7.2  Schedule Impact

  Soon after the problem with cracking of the field joint coating was discovered field joint coating activities were shut down. In Georgia, the section of pipeline with most of the coated field joints with cracks is in a high elevation area that has not been accessible since the coating effort was shut down. BP/BTC indicated that the backend (lowering in, backfilling and clean-up) pipeline construction work in Georgia had been behind, which is reason that so many completed coated field joints were not backfilled. Therefore the only schedule impact in Georgia will result from the short period when field joint coating was stopped (once the pre-heat and post heating procedure was developed the contractor started coating field joints close to the Azerbaijan border, which has a similar terrain as Azerbaijan) and the removal and re-coating of the all of the field joints that have coating cracks. We would expect the Pipeline Contractor and its field joint coating subcontractor to plan their 2004 work activities to accommodate this extra work effort (in fact the February Lenders Progress Report indicated that the contractor had an extra crew working on replacing the cracked coated field joints).

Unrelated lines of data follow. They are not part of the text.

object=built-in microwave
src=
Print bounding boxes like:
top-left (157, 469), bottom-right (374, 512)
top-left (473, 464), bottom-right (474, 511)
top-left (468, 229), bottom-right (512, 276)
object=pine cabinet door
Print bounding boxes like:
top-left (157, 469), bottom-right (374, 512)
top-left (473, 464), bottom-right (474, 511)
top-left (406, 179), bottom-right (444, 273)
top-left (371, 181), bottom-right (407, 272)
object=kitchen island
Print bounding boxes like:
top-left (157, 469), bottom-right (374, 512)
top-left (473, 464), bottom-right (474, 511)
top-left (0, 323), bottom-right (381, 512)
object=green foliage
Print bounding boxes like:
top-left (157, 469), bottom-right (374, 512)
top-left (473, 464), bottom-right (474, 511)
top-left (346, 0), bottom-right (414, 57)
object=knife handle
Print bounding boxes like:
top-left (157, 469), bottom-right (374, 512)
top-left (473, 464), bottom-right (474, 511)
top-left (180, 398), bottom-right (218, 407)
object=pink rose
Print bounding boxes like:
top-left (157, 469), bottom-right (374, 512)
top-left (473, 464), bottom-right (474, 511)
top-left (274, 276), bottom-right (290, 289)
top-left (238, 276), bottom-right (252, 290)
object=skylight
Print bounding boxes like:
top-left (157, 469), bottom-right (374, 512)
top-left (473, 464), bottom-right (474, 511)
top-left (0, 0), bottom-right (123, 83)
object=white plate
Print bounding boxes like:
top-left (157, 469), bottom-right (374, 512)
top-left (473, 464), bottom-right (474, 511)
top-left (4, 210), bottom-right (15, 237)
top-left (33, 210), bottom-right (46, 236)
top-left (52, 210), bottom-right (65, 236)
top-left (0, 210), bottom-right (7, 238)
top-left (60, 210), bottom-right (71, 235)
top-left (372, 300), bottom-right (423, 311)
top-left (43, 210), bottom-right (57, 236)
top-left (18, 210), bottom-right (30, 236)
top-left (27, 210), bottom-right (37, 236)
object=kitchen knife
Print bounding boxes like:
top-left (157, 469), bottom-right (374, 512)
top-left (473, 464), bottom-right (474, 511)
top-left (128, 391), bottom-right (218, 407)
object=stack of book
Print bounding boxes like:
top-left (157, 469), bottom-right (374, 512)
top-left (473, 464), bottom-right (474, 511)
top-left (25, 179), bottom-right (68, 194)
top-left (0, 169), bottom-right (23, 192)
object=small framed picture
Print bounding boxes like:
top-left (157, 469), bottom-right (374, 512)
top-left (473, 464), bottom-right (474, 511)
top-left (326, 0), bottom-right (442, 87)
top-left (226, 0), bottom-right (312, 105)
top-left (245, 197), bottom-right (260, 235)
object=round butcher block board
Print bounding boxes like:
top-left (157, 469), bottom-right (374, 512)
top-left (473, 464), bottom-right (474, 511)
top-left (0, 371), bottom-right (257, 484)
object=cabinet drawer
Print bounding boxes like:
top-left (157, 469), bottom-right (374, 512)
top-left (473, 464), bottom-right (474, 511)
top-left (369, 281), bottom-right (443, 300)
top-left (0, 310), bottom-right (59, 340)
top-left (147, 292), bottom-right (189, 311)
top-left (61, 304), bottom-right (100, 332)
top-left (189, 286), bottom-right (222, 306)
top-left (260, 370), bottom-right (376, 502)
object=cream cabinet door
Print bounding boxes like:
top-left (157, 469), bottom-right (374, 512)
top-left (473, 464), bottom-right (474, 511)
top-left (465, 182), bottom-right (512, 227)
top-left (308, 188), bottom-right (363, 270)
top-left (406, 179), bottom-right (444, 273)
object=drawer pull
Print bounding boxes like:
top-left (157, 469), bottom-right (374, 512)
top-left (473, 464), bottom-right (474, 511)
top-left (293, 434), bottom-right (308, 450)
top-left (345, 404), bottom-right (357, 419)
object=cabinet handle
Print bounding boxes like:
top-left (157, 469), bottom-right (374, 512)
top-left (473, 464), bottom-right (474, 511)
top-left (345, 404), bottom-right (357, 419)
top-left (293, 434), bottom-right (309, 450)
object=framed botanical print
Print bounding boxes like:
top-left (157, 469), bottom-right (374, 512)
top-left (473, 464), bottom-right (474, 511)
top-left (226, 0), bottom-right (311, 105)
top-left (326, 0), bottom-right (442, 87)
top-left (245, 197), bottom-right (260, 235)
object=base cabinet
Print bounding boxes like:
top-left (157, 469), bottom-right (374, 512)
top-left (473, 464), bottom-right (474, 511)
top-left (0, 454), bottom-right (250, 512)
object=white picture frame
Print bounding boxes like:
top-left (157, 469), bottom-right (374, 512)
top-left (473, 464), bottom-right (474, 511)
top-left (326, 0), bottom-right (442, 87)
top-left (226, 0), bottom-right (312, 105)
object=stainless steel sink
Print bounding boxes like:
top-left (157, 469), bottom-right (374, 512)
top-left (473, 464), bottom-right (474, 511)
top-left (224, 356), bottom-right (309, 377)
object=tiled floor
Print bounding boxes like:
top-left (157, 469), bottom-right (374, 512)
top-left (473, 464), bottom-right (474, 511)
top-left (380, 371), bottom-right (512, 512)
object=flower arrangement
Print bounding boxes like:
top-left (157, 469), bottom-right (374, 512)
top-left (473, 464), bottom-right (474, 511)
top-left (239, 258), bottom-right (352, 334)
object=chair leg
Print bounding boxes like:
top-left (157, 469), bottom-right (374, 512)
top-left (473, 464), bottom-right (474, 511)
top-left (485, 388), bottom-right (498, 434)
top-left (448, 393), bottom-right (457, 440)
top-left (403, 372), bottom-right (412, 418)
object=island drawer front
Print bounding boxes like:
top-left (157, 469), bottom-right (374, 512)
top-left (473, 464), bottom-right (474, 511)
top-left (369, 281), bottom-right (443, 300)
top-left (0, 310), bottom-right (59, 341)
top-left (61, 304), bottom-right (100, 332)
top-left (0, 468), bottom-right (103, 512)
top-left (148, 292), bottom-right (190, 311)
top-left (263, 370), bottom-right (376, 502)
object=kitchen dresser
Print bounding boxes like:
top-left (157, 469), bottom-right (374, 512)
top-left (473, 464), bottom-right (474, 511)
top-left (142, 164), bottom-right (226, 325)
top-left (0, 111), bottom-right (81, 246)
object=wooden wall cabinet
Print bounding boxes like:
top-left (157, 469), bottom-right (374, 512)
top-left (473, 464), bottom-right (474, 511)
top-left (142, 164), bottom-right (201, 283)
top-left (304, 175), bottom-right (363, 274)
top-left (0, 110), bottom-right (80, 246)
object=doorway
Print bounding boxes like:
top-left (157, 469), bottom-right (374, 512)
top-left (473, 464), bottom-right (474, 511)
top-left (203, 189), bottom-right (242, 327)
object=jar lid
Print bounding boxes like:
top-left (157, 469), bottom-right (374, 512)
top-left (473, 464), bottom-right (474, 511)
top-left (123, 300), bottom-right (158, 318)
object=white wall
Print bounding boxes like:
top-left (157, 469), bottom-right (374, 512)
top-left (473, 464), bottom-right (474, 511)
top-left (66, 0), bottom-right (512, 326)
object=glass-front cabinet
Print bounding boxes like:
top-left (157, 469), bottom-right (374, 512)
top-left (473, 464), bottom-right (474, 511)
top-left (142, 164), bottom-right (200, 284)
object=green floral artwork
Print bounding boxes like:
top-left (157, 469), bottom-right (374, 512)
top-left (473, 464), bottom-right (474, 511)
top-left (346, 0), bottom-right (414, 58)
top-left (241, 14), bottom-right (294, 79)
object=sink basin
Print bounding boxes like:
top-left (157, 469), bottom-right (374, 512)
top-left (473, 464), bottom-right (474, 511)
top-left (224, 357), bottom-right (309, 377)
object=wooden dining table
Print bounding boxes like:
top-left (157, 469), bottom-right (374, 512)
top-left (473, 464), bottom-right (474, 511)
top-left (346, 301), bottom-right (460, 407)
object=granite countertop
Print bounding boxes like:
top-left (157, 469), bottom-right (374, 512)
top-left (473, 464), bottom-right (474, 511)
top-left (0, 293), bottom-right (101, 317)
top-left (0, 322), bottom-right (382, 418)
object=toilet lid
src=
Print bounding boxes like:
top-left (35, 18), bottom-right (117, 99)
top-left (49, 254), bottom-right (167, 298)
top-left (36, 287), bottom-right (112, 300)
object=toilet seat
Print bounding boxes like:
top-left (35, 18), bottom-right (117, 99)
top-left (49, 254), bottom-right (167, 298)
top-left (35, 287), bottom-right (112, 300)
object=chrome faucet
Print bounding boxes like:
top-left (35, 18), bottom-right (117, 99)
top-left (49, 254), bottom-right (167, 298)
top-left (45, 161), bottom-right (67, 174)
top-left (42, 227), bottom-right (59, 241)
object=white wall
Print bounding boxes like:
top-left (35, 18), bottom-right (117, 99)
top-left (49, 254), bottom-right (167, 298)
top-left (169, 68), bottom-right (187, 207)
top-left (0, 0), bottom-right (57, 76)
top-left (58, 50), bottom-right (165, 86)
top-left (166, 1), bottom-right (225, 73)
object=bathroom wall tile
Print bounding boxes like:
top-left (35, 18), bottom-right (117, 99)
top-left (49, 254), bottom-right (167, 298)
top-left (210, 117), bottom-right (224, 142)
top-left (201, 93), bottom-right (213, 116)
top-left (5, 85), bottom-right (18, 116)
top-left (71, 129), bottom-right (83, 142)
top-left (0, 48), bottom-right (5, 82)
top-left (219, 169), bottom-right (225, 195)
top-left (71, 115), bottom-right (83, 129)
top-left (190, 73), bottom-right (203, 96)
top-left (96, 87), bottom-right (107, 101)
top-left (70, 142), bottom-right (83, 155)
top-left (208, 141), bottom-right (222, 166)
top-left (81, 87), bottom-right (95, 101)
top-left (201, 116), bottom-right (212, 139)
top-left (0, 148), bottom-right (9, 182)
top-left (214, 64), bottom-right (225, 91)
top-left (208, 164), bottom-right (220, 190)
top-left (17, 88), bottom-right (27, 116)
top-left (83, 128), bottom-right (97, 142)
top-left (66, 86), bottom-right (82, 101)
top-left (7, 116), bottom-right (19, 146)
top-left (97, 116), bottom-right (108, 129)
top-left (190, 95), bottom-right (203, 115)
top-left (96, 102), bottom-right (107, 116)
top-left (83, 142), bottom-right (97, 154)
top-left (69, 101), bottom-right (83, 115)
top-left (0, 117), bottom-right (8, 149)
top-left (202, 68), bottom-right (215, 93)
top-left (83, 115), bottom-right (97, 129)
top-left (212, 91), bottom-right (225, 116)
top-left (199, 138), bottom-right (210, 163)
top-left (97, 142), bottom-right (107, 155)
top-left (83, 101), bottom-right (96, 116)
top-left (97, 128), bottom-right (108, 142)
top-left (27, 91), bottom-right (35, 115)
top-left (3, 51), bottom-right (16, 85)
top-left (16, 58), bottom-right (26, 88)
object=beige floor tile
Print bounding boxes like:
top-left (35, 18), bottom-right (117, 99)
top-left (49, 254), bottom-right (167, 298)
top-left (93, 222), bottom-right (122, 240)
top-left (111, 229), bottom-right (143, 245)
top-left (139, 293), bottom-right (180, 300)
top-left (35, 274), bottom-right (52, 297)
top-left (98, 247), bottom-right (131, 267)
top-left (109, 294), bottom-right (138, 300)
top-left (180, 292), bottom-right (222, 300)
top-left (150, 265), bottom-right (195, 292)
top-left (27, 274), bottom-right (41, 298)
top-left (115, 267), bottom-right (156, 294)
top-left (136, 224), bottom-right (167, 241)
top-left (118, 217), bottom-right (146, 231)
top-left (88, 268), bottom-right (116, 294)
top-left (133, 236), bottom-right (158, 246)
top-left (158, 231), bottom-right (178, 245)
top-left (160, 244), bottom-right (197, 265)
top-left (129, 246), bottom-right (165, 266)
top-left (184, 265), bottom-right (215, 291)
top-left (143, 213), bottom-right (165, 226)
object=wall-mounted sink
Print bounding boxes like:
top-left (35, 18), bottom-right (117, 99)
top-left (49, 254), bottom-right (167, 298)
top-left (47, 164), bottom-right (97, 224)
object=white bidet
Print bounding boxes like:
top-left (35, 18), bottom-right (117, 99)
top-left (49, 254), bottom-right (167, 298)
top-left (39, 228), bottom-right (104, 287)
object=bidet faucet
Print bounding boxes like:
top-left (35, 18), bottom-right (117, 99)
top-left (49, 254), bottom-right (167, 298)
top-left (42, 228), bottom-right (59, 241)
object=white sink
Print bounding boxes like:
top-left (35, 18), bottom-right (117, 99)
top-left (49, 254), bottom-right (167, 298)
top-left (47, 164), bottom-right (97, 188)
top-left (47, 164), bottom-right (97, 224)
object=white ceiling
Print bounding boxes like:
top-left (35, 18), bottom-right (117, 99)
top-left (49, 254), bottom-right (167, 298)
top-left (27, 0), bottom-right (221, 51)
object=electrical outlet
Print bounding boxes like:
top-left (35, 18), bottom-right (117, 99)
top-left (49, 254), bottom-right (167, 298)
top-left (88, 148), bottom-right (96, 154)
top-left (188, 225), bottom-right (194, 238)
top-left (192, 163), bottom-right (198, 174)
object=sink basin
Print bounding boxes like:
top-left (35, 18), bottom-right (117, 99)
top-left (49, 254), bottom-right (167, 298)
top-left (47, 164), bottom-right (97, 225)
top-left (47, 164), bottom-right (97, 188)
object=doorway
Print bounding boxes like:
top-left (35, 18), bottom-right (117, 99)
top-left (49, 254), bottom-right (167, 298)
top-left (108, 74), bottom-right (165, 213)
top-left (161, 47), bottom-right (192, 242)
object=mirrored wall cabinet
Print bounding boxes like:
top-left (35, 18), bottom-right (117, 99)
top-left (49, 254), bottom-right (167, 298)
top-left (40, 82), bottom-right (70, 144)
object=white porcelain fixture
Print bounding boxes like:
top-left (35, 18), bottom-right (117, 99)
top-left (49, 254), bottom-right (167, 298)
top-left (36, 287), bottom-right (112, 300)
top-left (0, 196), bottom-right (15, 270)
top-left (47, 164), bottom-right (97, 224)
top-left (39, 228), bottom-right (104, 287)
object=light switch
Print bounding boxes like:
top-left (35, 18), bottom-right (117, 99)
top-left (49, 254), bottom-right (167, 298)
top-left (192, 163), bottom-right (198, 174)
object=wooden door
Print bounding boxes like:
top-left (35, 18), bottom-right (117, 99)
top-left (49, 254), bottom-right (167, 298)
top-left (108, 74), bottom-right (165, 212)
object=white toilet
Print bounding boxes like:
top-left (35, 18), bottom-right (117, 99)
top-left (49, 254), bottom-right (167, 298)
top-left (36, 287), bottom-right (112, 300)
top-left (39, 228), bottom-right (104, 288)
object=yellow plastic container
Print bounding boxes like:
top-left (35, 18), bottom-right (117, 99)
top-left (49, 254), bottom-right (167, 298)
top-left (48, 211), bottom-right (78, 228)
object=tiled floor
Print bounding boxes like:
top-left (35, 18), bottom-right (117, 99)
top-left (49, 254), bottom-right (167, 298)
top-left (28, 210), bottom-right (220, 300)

  In Azerbaijan, the cracking problem was discovered fairly early resulting in a fairly small number of coated field joints with cracks. The field joint coating effort was shutdown only for the short period during which pre-heat and post heat parameters were developed and tested in the field. Once these parameters proved successful, the Pipeline Contractor in Azerbaijan incorporated them in to his field joint coating procedures and resume coating of the field joints. Therefore, the impact on the pipeline installation schedule in Azerbaijan should be minimum.